As for the “Resource” used in each study, I have the same concern, I am not sure the classification they provide there is suitable enough for such a survey. Why is it important to differentiate between ontologies and LOD? What are BabelNet or DBpedia according to that classification? I am still very confused with the introduction to this section.

Regarding section 4.3, I think most information should come earlier in the paper, since it is crucial to understand the problems involved in MT and why SW resources are perceived as solving some of these issues (in fact, some information is repeated in several sections of the paper). Table 4 also needs to be explained in the text. Four variables are mentioned there that have not been appropriately defined in the paper. Also, how do the issues detailed in section 4.3 (disambiguation, named entities, non-standard speech) combine with or affect the variables in table 4?

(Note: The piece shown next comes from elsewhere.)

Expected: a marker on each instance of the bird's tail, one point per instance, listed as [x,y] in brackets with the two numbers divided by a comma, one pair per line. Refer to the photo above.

I also believe that some of the statements formulated by the authors in this section are too strong or at least not appropriately formulated (p. 17: “SW community has worked out basic suggestions for generating structured data. (…) Due to this lack of defined standards, some research works have produced erroneous ontologies or LOD repositories”). In any case, they should provide evidence.

Some statements need to be proved or at least some evidence has to be given to support them (p. 17 “Therefore, we suggest including SW resources for the WSD task during the translation phase. Our suggestion aims to produce good results without the necessity of editing techniques either before or after a translation of common words”).

Finally, I would also suggest the authors to follow a similar pattern when describing the different studies, since some may contain too many details and others too few, or even the order followed to present the different aspects of the study is sometimes confusing. I would also suggest they review the abstract. I do not think it mirrors the content of the paper.